IPL-Magazin 12 | Juli 2010 |

Autor: Rüdiger von Dahlen, Siemens IT Solutions and Services und Dozent an  Hochschule München

Wer heute eine ERP Implementierung oder einen größeren Upgrade plant, sollte diese nicht durchführen, ohne die neuen Möglichkeiten zu berücksichtigen, die uns die aktuellen Trends wie Service Orientierte Architekturen, Enterprise Application Management, Cloud Computing etc. bieten.
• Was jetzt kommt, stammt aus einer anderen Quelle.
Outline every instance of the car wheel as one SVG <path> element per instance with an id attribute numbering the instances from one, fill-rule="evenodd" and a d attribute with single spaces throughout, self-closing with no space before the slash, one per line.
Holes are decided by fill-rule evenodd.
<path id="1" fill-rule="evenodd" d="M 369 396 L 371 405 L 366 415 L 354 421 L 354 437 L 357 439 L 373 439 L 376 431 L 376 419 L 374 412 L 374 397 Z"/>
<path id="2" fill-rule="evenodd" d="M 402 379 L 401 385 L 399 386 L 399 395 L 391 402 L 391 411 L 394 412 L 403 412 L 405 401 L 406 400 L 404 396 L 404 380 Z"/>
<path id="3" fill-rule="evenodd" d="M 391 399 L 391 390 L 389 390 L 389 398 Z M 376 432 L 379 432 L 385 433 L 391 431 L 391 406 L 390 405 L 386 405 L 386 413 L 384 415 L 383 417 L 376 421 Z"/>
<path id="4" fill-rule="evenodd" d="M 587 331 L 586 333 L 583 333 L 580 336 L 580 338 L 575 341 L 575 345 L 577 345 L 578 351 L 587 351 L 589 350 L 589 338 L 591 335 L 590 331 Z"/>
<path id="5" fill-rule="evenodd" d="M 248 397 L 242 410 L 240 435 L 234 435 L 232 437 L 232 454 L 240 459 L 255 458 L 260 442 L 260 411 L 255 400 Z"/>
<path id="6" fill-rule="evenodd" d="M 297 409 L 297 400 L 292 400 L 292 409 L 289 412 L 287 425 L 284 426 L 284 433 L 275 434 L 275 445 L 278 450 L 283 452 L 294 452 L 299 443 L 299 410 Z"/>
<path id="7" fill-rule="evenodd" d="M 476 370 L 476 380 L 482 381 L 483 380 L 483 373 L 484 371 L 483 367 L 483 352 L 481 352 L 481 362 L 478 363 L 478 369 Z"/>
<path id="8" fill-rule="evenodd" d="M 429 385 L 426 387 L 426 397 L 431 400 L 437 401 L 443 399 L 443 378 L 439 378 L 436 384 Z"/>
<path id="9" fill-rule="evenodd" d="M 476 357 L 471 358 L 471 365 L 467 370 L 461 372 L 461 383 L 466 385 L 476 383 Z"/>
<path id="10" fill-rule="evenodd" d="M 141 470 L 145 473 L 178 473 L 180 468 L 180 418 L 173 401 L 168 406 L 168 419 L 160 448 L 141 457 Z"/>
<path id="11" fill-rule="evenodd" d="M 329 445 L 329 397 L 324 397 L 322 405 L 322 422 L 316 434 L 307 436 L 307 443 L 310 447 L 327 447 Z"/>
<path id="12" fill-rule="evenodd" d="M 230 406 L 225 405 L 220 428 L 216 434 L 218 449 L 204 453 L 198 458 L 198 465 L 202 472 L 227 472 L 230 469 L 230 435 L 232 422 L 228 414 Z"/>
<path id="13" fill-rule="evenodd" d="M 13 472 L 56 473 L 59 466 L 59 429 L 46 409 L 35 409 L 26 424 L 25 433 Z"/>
Allen Ansätzen ist gemein, dass sie - intelligent in Ergänzung zu einer klassischen ERP Installation eingesetzt - zu Kosteneinsparungen oder zu zusätzlicher IT Flexibilität führen können. Es ist aber ein zur traditionellen Implementierungs- und Upgradevorgehensweise differenzierter Projektansatz notwendig. Der Artikel gibt eine aus Managementsicht skizzierte Übersicht der wesentlichen Implikationen inkl. Praxisbeispielen und gibt Hinweise, wie man die notwendigen Veränderungen anstoßen kann.
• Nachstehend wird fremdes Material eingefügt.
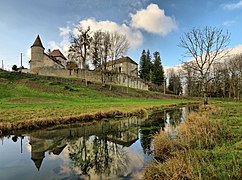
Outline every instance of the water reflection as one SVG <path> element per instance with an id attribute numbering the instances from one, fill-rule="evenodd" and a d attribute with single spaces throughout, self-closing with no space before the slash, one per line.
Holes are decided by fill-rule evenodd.
<path id="1" fill-rule="evenodd" d="M 0 156 L 0 179 L 13 179 L 17 174 L 22 174 L 22 179 L 139 179 L 141 169 L 152 158 L 153 135 L 163 129 L 175 136 L 176 125 L 188 111 L 185 107 L 155 111 L 144 119 L 56 126 L 25 136 L 21 133 L 4 137 L 2 143 L 6 141 L 7 145 L 3 143 L 0 154 L 8 154 L 13 144 L 18 144 L 26 166 L 20 168 L 23 161 L 17 151 L 5 158 Z M 36 171 L 28 171 L 33 167 L 28 158 L 34 162 Z M 16 176 L 5 171 L 12 167 Z"/>

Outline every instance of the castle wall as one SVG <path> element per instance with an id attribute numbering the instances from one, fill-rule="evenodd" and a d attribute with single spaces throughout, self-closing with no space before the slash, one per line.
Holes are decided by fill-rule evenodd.
<path id="1" fill-rule="evenodd" d="M 66 78 L 80 78 L 87 79 L 90 82 L 102 83 L 102 74 L 98 71 L 84 71 L 84 70 L 67 70 L 67 69 L 54 69 L 53 67 L 41 68 L 38 72 L 39 75 L 43 76 L 56 76 Z M 85 78 L 86 77 L 86 78 Z M 138 77 L 128 76 L 127 74 L 117 73 L 112 77 L 111 82 L 116 85 L 126 86 L 130 88 L 137 88 L 142 90 L 148 90 L 148 85 Z M 110 77 L 105 77 L 105 82 L 110 82 Z"/>

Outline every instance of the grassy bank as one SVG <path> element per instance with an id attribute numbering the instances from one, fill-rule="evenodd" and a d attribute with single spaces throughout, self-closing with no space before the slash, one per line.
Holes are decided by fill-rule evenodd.
<path id="1" fill-rule="evenodd" d="M 0 70 L 0 131 L 109 116 L 189 102 L 172 95 Z M 100 116 L 102 114 L 102 116 Z M 113 115 L 110 115 L 113 114 Z"/>
<path id="2" fill-rule="evenodd" d="M 219 103 L 191 113 L 171 139 L 154 138 L 156 160 L 144 179 L 241 179 L 242 103 Z"/>

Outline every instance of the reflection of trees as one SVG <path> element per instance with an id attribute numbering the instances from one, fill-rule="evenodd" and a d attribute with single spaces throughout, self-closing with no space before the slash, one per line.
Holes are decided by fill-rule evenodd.
<path id="1" fill-rule="evenodd" d="M 79 167 L 82 174 L 88 174 L 89 170 L 93 167 L 89 149 L 86 144 L 86 137 L 79 138 L 74 143 L 71 143 L 69 148 L 69 156 L 75 167 Z"/>
<path id="2" fill-rule="evenodd" d="M 113 131 L 100 136 L 75 138 L 69 144 L 69 156 L 74 167 L 82 175 L 109 176 L 127 171 L 128 156 L 123 146 L 108 141 L 108 137 L 115 137 L 119 131 Z M 94 172 L 93 172 L 94 171 Z"/>
<path id="3" fill-rule="evenodd" d="M 151 151 L 153 135 L 165 127 L 164 115 L 163 111 L 153 112 L 145 123 L 140 125 L 140 142 L 145 154 Z"/>
<path id="4" fill-rule="evenodd" d="M 174 109 L 167 112 L 170 116 L 170 124 L 176 127 L 181 122 L 182 109 Z"/>

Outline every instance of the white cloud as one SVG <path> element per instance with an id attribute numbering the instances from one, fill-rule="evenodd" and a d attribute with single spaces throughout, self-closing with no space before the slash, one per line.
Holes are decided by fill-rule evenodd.
<path id="1" fill-rule="evenodd" d="M 83 29 L 87 29 L 90 26 L 91 31 L 109 31 L 109 32 L 119 32 L 121 34 L 126 35 L 127 39 L 130 43 L 131 49 L 138 48 L 143 43 L 143 35 L 139 30 L 134 30 L 126 24 L 117 24 L 113 21 L 96 21 L 95 19 L 86 19 L 82 20 L 79 23 L 79 26 Z M 74 28 L 73 33 L 76 29 Z"/>
<path id="2" fill-rule="evenodd" d="M 130 14 L 130 16 L 132 27 L 161 36 L 178 28 L 175 19 L 166 16 L 165 11 L 156 4 L 150 4 L 146 9 Z"/>
<path id="3" fill-rule="evenodd" d="M 238 55 L 238 54 L 242 54 L 242 44 L 238 44 L 234 48 L 231 48 L 229 51 L 229 55 L 231 56 Z"/>
<path id="4" fill-rule="evenodd" d="M 59 28 L 60 30 L 60 35 L 61 36 L 69 36 L 70 32 L 71 32 L 71 29 L 69 27 L 60 27 Z"/>
<path id="5" fill-rule="evenodd" d="M 232 25 L 235 24 L 235 23 L 236 23 L 236 21 L 234 21 L 234 20 L 224 21 L 224 22 L 223 22 L 223 26 L 230 27 L 230 26 L 232 26 Z"/>
<path id="6" fill-rule="evenodd" d="M 224 9 L 228 9 L 228 10 L 234 10 L 234 9 L 240 9 L 242 8 L 242 0 L 240 0 L 237 3 L 227 3 L 223 5 Z"/>
<path id="7" fill-rule="evenodd" d="M 61 49 L 60 46 L 55 41 L 49 41 L 48 44 L 49 44 L 51 50 Z"/>
<path id="8" fill-rule="evenodd" d="M 28 48 L 26 51 L 27 58 L 30 60 L 31 59 L 31 48 Z"/>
Den Nutzen eines ERP Systems für eine moderne global ausgerichtete Logistik stellt heute wohl niemand mehr in Frage. Aber eine steigende Komplexität der abzubildenden Prozessketten, immer globaler agierende Organisationsformen mit vielfältigen Shared Services, zunehmende Compliance Anforderungen sowie ein kontinuierlich steigender Veränderungsdruck können durch klassische ERP Landschaften immer schlechter abgebildet werden. Dies führt, insbesondere in großen Konzernen, bis dato zu zunehmenden Verschachtelungen mehrerer ERP Systeme (z.B. für Produktion, Vertrieb, Reporting und Finanzen), ERP Systeme unterschiedlicher Ausprägung (z.B. für kleine Tochtergesellschaften) sowie zu diversen Sonderprogrammierungen. Ein großer Dax Konzern kann z.B., nach der Konsolidierung seiner Systeme, immer noch mit über 100 ERP Systemen aufwarten.

Das optimierte Zusammenspiel dieser Systeme mit z.B. gemeinsamen Stammdatenservern oder einem zentralen Produktdateninformationssystem regeln i. d. R. diverse Sonderprogrammierungen, da hier der Standard oft nur unzureichende Funktionalität liefert. In Konsequenz entsteht eine nahtlos integrierte, aber wenig flexible Systemtopologie.
 

SAP Example: ERP Approaches depending on companies Size
Abb. 1: SAP Example: ERP Approaches depending on companies Size

 

Suite-Komponenten und Web-Services helfen derzeit, einen Teil der Verschachtelung zu standardisieren, da die Suite-Komponenten wie z.B. CRM, SRM oder SCM im Grunde genommen ERP Funktionalitäten in ein Satellitensystem extrahieren und somit flexibler einsetzbar machen. Problematisch ist nur, dass der für das Business ideale Brückenschlag von Integration bei zunehmender Flexibilität mit einer gestiegenen IT Systemkomplexität bezahlt werden muss. Diesem Trend sollen Service Orientierte Architekturen (SOA), SaaS Modelle und Cloud Computing nun endgültig entgegenwirken. Die unterschiedlich erfolgreichen Ergebnisse diverser SOA Projekte in 2009 und die z. T. exakt konträren Meinungen zu SaaS und Cloud Computing zeigen aber, dass die Offerten der Anbieter alleine kein Erfolgsgarant sind. "IT follows Business" bekommt eine wichtigere Bedeutung denn je.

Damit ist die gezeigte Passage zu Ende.